“September 11th.” (Applaud.) Many questions can be answered with this famous date in United Statesian history. Did technology change on this date? not really. However, it was this happening that demonstrated the changes in the way we respond to events and each other. While traditional media was looping the images of the attack, people on the Internet were talking about it.

Traditional media is is expensive. Consider the costs of distribution, materials, and don’t forget about contributers. The blogoshere has introduced a cheap and efficient mode of information flow. Not to say that digial media and distribution has solved all of the problems that face mass media in its form today, but it has certainly created a new network where money and catering to the people is not a high priority. The international market of the Internet can allow the most obscure information to be accessed. Consumerism takes a new level of gratification. Consumers have a new level of control. As the Cluetrain manifesto dictates, “markets are conversations.” With the new media, the input from consumers are a lot more personal, reliable, and easy to manipulate. Gillmor takes it a step further to say that “journalism are conversations.”

With that, people like closeness. They feel closer to independent productions with less intrusive ads. Bloggers have the resources to encourage a closer relationship to their consumer than ever before. Public radio is looking for a way, starting with podcasts. The rule of connecting with the new media consumer is that it has to be the ultimate convenience, easy, eye catching, or really specific. There are new rules for appealing to the new audience.
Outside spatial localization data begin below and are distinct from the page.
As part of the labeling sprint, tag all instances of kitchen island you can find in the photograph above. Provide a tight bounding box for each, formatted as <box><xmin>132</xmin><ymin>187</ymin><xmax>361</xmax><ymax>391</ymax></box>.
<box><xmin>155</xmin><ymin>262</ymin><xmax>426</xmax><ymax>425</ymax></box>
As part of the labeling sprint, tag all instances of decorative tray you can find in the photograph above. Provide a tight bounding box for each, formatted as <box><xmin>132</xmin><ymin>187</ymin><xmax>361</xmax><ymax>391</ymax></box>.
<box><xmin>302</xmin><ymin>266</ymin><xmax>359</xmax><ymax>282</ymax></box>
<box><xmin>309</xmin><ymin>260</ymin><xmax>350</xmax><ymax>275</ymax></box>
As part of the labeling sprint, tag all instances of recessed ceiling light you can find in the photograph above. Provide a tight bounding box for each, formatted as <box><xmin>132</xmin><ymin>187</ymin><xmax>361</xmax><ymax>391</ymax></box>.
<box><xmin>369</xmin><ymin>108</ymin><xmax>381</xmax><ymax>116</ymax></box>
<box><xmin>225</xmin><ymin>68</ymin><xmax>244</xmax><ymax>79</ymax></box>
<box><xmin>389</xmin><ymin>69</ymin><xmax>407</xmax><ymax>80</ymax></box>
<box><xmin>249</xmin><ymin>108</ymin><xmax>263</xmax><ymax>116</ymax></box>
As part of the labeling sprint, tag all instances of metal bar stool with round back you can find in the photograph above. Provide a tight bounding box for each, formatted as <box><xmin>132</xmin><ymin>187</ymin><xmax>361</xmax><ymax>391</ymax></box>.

When telephones are tied up, the TV is unresponsive, newspapers are a day late, the Internet, reaching across space, time and minds, connects the planet in a way like never before. Traditional media cannot keep up, but rather must join the pack.

Questions:
(1) In the history of journalism, there have been pampheteers, muckrackers, and now bloggers; what do these have in common?

(2) An alternate version of “where were you when the attacks happened?”: How did you communicate to others on (or about) September, 11th?

(3)What ways can internet sites, such as npr online, learn about their users’ demographics without some level of privacy invasion?